I don't have the credentials or education required to even comment but....

It seems to me that if Texas and Louisiana have them then why not Oklahoma ? Here's an example of what I mean, alligators are not indigenous to Oklahoma and you wouldn't think they should be here but they are. They migrated in from Louisiana. I guess my point is that just because a book says they shouldn't be here doesn't mean they aren't. It's the same with BugGuide data. Oklahoma is, in my opinion, very under represented but it doesn't mean that critters don't exist here just because they don't show up on a data map.

That's not really the point
Why do you think it's this species? Or, perhaps, why does Ron think it's this species. You are one that always seems to want an explanattion as to why species X is species X and yet you accept this specimen as a Chrysomya. In fact, you even go as far as identifying it to the species level! I don't know if it is or isn't. I cannot justify placing it in a genus, only wish I could.

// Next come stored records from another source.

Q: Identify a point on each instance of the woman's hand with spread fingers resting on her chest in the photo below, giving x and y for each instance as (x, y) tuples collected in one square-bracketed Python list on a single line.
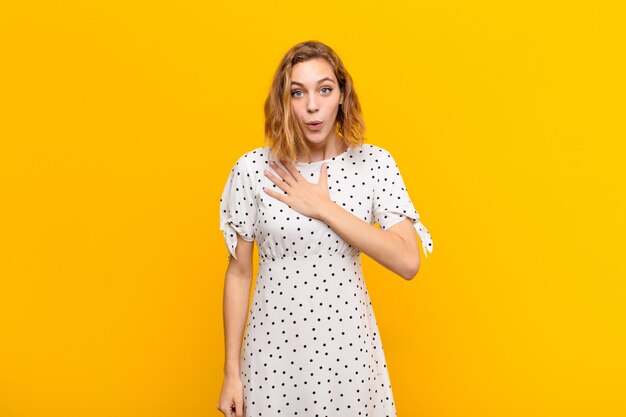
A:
[(306, 198)]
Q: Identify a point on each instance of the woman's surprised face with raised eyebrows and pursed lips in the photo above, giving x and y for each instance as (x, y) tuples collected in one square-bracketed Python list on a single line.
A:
[(315, 99)]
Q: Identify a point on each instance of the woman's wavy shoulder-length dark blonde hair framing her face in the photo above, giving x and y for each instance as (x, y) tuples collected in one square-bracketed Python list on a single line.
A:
[(282, 131)]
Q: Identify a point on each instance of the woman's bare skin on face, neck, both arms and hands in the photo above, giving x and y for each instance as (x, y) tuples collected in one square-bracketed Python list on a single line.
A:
[(315, 96)]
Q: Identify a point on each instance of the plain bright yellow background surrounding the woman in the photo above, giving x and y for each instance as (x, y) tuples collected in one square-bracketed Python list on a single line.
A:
[(120, 122)]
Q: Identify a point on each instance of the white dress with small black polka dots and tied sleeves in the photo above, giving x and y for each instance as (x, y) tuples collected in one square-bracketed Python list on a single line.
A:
[(311, 345)]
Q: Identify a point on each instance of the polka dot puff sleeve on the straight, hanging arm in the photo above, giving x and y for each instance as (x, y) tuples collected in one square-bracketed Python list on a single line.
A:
[(238, 206)]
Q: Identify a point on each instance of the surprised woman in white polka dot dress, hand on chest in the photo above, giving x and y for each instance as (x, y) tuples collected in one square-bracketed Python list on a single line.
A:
[(310, 198)]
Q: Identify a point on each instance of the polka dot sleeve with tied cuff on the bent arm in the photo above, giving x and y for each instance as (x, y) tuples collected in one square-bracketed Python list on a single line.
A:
[(392, 202)]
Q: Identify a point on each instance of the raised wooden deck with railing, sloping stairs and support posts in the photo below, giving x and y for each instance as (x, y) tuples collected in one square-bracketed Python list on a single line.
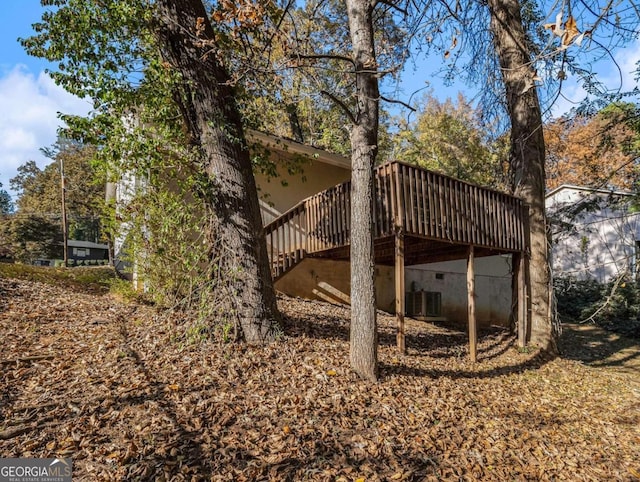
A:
[(419, 217)]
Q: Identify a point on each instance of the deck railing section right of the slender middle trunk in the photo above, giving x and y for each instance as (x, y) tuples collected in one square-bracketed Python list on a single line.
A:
[(428, 204)]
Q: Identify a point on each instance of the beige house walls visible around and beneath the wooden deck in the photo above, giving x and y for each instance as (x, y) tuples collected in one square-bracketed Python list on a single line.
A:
[(434, 291)]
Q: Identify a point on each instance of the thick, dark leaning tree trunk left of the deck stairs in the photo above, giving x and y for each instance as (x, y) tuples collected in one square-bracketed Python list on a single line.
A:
[(235, 229)]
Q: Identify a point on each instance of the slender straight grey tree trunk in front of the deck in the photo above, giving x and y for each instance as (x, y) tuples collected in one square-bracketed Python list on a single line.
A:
[(364, 148)]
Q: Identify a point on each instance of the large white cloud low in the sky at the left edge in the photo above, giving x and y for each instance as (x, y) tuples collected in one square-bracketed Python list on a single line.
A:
[(29, 119)]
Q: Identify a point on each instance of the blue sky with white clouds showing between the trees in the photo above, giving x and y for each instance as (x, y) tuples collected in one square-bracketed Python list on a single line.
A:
[(30, 101)]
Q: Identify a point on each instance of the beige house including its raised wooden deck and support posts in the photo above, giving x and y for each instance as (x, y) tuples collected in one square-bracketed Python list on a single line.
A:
[(446, 232)]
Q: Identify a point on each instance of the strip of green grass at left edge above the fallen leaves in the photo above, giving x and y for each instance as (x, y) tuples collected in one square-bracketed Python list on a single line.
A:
[(89, 278)]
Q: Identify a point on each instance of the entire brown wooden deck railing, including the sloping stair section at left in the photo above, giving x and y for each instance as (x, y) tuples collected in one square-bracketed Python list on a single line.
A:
[(419, 202)]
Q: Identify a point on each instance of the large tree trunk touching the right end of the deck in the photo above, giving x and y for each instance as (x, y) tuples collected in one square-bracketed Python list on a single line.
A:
[(527, 154)]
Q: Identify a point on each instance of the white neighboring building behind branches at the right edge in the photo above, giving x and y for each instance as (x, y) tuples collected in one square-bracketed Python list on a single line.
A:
[(594, 232)]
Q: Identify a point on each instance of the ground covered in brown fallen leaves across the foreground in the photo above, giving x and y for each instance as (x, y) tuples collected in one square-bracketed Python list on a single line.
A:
[(127, 394)]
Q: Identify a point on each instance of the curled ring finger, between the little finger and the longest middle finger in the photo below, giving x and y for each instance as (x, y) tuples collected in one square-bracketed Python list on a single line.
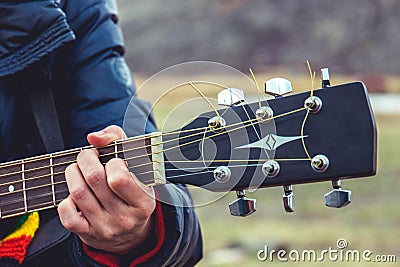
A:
[(80, 192)]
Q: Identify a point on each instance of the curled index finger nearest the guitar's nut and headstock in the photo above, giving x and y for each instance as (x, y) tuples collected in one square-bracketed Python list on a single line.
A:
[(125, 184)]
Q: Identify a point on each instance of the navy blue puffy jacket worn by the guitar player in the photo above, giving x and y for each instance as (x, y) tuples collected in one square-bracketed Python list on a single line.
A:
[(77, 47)]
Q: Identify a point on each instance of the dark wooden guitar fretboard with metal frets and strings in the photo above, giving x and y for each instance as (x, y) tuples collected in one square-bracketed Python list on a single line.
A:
[(39, 183)]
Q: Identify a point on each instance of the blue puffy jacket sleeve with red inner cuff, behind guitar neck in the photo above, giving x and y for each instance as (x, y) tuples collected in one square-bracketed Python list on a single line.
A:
[(92, 88)]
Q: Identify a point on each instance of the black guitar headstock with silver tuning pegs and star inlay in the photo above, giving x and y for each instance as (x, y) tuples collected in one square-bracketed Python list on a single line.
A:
[(327, 134)]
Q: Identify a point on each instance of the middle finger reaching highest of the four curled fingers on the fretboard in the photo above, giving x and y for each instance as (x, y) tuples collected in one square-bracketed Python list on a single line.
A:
[(95, 176)]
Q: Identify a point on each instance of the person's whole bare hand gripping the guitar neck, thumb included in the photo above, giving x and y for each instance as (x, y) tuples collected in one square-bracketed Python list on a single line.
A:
[(108, 208)]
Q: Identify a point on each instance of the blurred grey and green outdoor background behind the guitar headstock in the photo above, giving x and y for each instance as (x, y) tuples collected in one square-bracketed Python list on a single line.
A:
[(356, 39)]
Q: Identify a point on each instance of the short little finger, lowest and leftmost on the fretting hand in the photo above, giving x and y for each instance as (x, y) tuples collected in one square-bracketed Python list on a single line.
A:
[(71, 218)]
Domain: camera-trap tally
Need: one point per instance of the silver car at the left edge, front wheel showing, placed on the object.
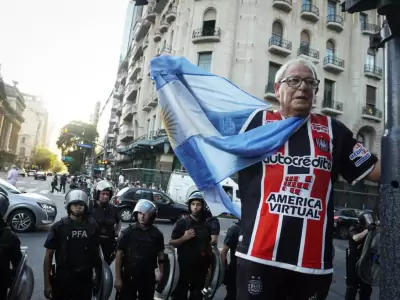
(27, 210)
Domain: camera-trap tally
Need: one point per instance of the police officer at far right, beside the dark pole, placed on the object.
(357, 236)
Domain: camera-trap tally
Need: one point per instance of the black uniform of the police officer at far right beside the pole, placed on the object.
(353, 281)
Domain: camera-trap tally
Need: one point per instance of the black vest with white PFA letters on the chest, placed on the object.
(78, 249)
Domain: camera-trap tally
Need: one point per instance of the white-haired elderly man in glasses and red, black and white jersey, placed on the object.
(287, 200)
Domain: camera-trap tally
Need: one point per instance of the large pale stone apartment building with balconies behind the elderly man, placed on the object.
(247, 41)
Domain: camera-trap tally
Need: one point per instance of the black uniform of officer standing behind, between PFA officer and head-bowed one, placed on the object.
(106, 218)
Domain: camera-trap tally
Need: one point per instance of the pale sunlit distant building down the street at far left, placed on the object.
(34, 129)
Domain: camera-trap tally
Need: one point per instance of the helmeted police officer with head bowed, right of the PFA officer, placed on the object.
(139, 248)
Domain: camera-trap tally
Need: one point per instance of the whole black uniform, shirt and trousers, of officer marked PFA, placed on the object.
(76, 246)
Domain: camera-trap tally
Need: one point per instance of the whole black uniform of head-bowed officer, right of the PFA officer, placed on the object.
(140, 248)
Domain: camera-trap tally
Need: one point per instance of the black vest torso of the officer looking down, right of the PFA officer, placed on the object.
(141, 251)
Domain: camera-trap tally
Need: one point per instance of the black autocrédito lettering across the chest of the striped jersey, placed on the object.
(319, 162)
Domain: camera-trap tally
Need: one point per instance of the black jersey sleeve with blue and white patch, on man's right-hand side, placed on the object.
(355, 161)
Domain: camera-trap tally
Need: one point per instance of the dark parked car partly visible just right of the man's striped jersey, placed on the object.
(343, 219)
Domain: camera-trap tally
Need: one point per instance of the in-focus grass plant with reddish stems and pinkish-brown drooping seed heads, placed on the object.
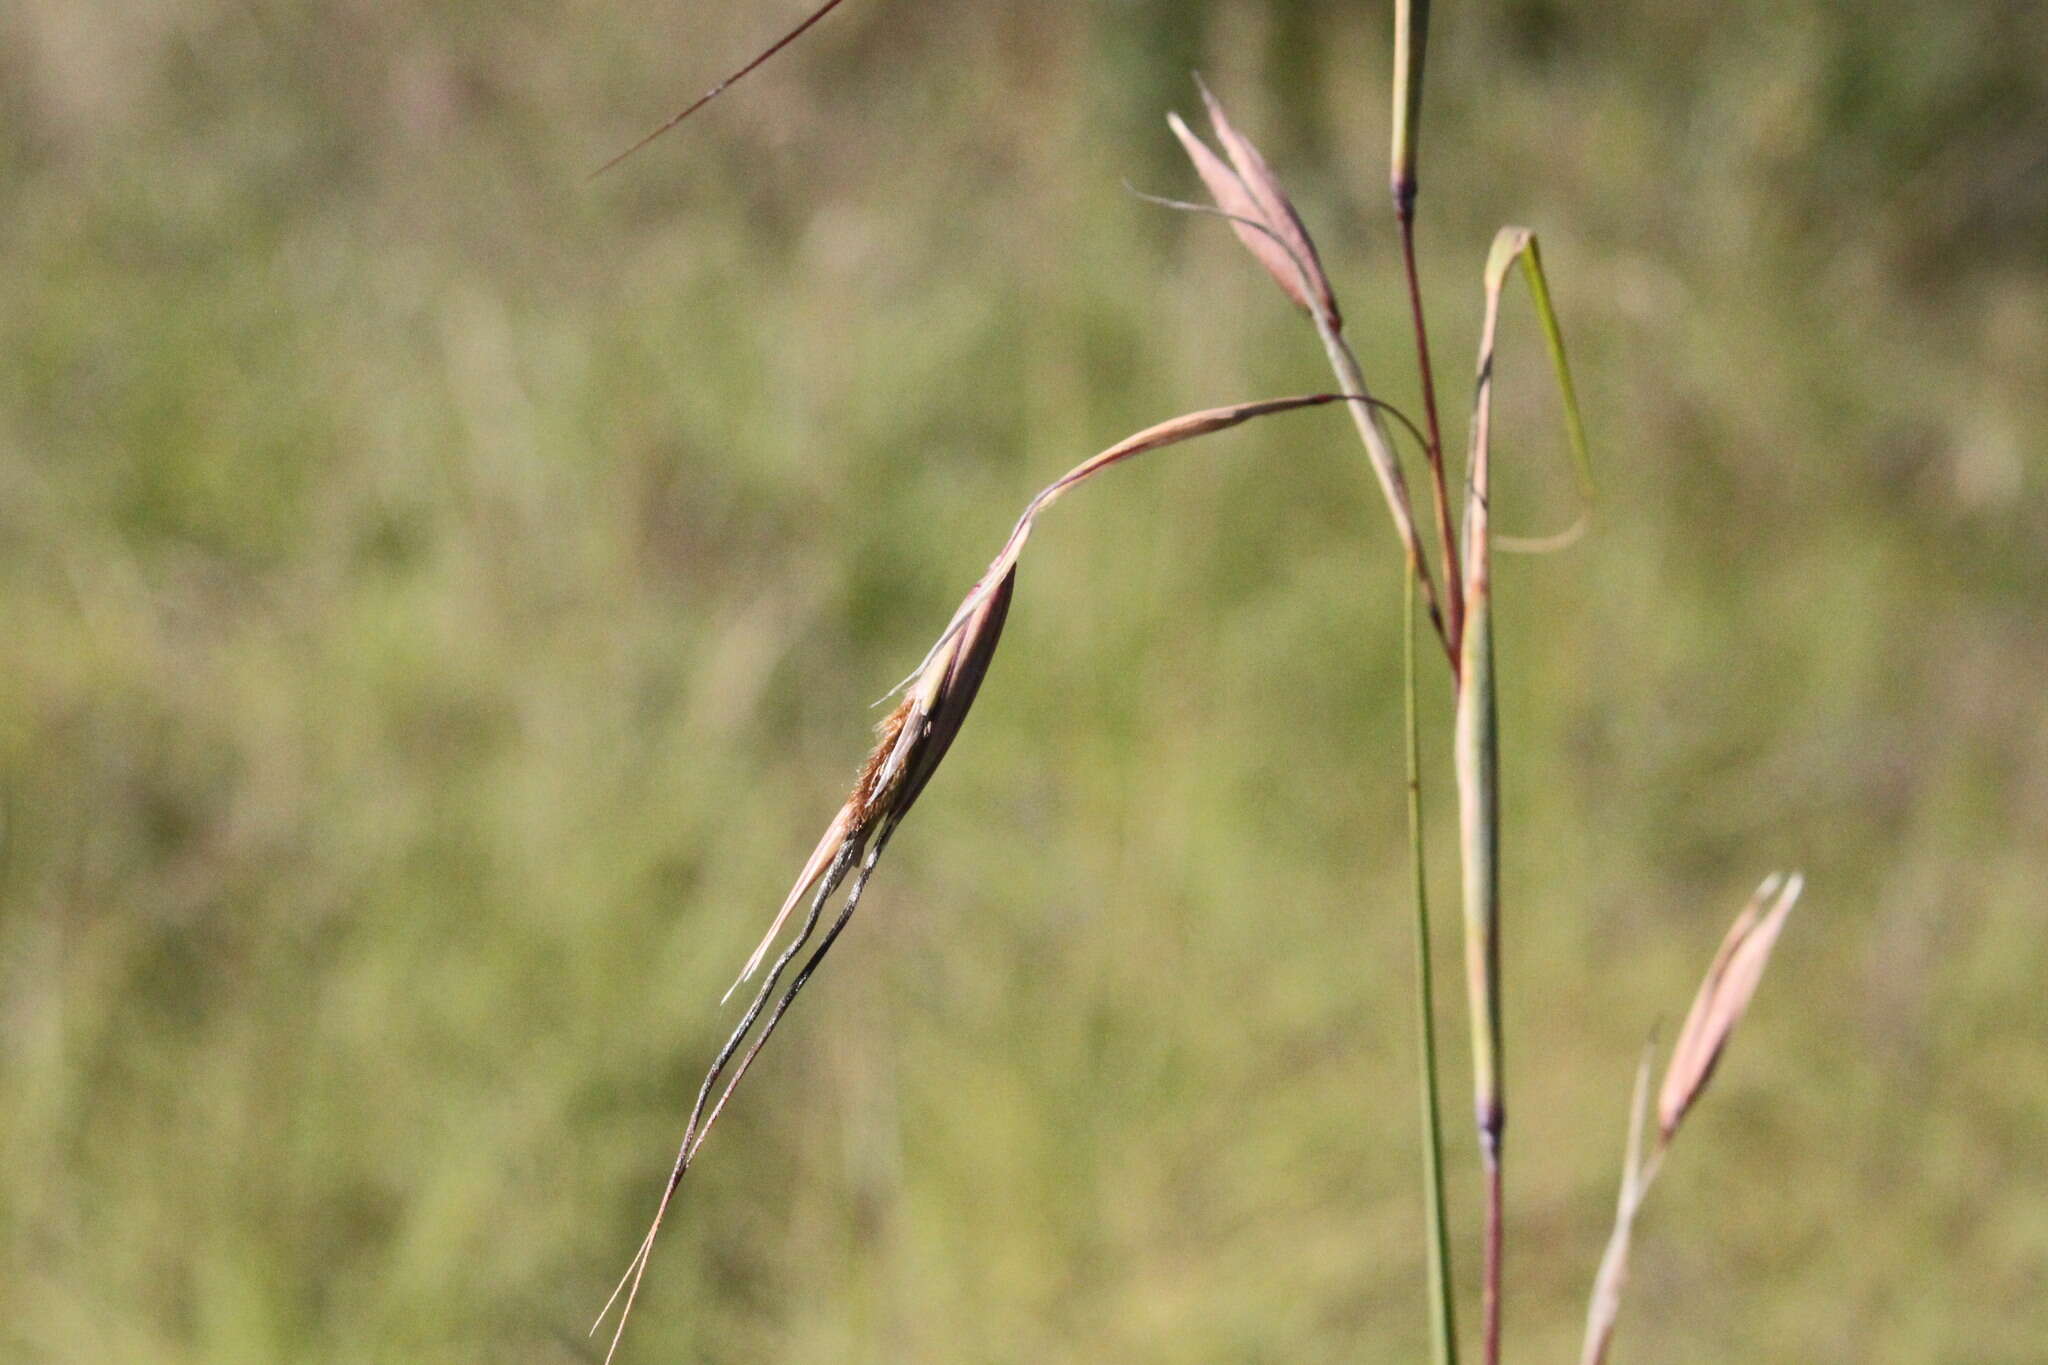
(912, 740)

Nothing personal. I have moved the mis-identified Strickand fly and will probably move, or at least question, many of the others in this genus.

That's ok, not taken personally. I have no idea if the ID is correct or not but I accepted the ID because Ron knows his flies and I know nothing. Like I said I don't have the credentials or education to even comment but I thought what the hell, I'll throw in my two cents....or 1 cent....or half cent....or maybe I have no cents :-D

Not to belittle Ron
but I just moved many of his ID's to the correct species

Thanks, Tony, for all your help.
Your knowledge of flies is far greater than mine, plus I'm no scientist. Also, I did say "I think" in my first comment, indicating more of a guess than an ID.

Just saw this
"I am thinking this image may be of flies in the genus Chrysomya and NOT Lucilia. Update: Indeed, these appear to be adults of the "hairy maggot blow fly," Chrysomya rufifacies, an introduced species now not uncommon in Florida and other southern states. The blue posterior margins of each abdominal segment are quite diagnostic.
… Eric R. Eaton, 28 December, 2005 - 5:52pm

If this is correct then your fly would be a Chrysoma based on the posterior margins.
And the relatively wide gap between the eyes in the other shot would make this a male rufifacies. Now we have good evidence to put a name to this fly.

Hairy maggot blow fly, I think.
Nice name, huh? Nice shots, for sure.